III. Final Opportunity to Amend
The court will grant plaintiff a final opportunity to amend to attempt to cure the deficiencies identified in this order, as well as in the court's previous screening order. That means plaintiff must omit all duplicative and frivolous allegations and focus solely on his claim(s) pertaining to defendant Dharlingue and the October 29, 2009 Rules Violation Hearing.
Plaintiff is hereby warned that he may not change the nature of this suit by alleging new, unrelated claims in an amended complaint. George v. Smith, 507 F.3d 605, 607 (7th Cir. 2007) (no "buckshot" complaints).
Should plaintiff choose to file an amended complaint, he shall identify each defendant in both the caption and the body of the amended complaint, and clearly set forth the allegations against each such defendant. Pursuant to Rule 8 of the Federal Rules of Civil Procedure, any amended complaint must include "a short and plain statement of the claim" showing entitlement to relief. Fed. R. Civ. P. 8(a)(2).

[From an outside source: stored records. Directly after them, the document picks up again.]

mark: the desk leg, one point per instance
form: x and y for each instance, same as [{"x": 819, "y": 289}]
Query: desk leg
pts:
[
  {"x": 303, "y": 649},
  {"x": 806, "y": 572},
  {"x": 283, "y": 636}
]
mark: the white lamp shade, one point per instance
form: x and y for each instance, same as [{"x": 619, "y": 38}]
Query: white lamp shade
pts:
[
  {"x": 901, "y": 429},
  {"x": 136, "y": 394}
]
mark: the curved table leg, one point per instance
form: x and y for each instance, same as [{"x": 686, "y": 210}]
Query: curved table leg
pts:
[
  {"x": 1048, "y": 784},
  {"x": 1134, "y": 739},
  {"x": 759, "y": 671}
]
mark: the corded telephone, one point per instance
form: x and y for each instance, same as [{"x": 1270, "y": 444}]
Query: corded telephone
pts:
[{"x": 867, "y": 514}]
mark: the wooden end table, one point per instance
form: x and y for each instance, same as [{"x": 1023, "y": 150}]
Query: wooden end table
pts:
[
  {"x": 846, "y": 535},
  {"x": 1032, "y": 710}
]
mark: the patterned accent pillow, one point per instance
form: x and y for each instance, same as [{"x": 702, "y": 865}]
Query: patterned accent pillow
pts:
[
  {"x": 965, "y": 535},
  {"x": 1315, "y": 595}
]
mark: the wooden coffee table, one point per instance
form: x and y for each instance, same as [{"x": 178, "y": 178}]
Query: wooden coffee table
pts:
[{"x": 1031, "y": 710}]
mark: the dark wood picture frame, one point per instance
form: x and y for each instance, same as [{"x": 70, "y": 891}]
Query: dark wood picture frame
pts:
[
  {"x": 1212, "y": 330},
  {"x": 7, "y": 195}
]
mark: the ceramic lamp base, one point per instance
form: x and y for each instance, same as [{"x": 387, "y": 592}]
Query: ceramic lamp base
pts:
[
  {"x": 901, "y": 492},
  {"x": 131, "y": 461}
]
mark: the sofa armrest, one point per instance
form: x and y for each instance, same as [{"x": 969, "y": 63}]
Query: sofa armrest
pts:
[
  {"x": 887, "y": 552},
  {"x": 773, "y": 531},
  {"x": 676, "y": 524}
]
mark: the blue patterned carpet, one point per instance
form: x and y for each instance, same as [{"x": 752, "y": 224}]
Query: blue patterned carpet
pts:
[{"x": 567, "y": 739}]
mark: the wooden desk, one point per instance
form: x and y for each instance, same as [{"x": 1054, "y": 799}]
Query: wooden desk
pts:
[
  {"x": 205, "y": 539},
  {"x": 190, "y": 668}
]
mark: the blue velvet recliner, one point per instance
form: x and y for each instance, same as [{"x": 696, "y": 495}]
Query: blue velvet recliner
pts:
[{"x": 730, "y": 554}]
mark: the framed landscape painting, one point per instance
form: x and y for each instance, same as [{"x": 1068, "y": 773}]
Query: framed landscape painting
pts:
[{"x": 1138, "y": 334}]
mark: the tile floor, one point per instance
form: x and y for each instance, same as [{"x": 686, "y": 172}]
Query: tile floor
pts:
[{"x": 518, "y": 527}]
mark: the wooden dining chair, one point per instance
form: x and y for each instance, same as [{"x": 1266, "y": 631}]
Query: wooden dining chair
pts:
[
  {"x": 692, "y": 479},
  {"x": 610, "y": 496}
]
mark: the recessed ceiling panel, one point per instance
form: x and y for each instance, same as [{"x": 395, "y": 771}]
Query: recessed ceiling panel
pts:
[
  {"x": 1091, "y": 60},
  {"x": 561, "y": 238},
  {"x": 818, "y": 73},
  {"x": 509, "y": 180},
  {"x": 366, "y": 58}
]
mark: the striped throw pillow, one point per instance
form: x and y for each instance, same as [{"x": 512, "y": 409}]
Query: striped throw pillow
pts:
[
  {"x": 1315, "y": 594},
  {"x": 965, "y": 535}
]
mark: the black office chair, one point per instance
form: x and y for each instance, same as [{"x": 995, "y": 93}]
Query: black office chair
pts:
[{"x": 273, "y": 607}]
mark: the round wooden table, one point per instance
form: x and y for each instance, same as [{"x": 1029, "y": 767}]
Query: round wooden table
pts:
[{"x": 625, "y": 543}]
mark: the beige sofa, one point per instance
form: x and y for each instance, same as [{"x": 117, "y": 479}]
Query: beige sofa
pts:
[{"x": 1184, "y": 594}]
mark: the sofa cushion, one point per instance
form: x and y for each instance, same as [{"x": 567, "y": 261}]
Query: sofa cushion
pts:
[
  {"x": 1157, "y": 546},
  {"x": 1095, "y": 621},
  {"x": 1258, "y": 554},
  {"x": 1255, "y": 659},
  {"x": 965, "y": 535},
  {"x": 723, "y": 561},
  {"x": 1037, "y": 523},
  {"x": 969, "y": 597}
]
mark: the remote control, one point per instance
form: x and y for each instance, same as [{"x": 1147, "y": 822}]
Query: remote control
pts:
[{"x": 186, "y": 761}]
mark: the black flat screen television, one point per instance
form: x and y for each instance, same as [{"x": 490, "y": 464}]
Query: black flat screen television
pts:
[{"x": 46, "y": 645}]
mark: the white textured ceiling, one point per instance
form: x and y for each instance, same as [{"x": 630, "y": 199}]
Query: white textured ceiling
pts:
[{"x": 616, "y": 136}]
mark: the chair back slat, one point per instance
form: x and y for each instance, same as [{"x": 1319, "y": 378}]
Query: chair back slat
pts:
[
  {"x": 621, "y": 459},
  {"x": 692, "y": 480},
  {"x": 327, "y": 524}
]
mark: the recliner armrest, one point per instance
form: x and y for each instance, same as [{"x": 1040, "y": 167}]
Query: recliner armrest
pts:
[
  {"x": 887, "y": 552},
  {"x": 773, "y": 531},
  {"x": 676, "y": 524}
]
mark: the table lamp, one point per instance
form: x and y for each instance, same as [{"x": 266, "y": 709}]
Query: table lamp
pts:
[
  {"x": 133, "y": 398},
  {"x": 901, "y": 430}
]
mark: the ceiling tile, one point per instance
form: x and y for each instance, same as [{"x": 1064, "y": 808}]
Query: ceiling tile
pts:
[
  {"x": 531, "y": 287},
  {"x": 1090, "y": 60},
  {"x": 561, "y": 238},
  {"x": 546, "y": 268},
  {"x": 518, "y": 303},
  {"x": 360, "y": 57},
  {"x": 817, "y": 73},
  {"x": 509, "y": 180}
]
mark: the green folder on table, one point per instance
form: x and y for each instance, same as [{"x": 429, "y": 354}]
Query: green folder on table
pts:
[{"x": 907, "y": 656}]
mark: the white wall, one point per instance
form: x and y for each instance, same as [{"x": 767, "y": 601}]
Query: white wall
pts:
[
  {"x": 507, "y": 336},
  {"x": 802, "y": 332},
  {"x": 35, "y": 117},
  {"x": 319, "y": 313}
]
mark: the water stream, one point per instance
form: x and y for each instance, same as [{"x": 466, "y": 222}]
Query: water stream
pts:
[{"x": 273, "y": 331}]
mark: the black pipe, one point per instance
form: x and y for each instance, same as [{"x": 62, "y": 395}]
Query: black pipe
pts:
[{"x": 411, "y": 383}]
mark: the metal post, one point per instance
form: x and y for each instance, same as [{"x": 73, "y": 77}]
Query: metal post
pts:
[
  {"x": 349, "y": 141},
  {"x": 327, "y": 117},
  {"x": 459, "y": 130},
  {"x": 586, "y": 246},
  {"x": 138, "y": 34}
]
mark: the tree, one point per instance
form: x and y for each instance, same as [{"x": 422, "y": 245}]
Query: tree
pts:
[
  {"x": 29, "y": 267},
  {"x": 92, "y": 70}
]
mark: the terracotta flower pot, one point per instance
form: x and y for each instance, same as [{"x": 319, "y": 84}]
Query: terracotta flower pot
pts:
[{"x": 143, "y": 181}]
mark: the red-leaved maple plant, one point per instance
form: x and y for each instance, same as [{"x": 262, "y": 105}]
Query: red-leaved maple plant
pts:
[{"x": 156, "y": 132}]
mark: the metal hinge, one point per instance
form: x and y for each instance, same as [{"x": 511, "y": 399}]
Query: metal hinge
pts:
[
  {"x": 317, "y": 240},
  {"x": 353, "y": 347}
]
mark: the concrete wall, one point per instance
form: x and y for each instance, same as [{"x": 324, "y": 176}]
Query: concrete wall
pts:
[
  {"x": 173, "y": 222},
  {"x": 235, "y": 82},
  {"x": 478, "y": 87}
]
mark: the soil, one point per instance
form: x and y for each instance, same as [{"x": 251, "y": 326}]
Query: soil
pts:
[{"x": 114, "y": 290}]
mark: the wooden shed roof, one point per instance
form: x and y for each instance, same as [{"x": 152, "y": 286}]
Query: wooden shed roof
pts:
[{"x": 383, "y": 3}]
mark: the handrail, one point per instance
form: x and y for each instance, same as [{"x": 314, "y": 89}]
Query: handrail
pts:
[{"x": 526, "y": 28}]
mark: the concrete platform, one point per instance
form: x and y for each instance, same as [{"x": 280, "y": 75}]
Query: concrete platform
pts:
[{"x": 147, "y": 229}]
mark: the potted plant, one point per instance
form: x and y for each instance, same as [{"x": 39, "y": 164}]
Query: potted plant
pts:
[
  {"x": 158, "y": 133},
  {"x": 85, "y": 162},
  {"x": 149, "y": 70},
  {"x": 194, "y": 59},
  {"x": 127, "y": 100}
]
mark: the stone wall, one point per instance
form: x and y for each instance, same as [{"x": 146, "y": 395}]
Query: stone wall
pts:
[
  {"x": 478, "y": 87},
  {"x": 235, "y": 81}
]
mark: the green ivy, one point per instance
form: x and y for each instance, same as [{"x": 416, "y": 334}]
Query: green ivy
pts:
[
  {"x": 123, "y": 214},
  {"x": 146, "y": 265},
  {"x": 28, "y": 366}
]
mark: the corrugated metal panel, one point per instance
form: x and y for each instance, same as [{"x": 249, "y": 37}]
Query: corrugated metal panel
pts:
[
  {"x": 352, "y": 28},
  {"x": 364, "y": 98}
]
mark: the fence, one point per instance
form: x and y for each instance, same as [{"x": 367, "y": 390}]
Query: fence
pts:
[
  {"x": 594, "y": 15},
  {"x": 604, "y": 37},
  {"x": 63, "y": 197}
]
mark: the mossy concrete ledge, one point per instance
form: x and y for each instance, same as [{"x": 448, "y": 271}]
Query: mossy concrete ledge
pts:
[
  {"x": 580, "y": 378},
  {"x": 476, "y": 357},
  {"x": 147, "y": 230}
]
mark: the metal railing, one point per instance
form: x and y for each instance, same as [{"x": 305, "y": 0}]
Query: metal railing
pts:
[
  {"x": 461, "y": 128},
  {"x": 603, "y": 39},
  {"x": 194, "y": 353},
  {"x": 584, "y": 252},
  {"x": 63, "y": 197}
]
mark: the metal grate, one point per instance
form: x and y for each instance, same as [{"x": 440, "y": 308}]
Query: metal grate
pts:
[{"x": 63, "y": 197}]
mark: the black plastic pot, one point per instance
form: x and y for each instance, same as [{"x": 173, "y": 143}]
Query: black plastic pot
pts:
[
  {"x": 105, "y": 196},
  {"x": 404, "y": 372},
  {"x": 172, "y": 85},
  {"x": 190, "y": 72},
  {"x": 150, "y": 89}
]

Any amended complaint must be complete in itself without reference to any prior pleading. E.D. Cal. Local Rule 220; see Loux v. Rhay, 375 F.2d 55, 57 (9th Cir. 1967). Once plaintiff files an amended complaint, the original pleading is superseded.
Accordingly, the court hereby ORDERS that:
1. The January 31, 2011 findings and recommendations, Dckt. No. 11, are vacated; and
2. The amended complaint is dismissed, with leave to amend within 30 days. The second amended complaint must bear the docket number assigned to this case and be titled "Second Amended Complaint." Failure to file an amended complaint will result in a recommendation that this action be dismissed as frivolous and for failure to state a claim. If plaintiff files an amended complaint stating a cognizable claim the court will proceed with service of process by the United States Marshal.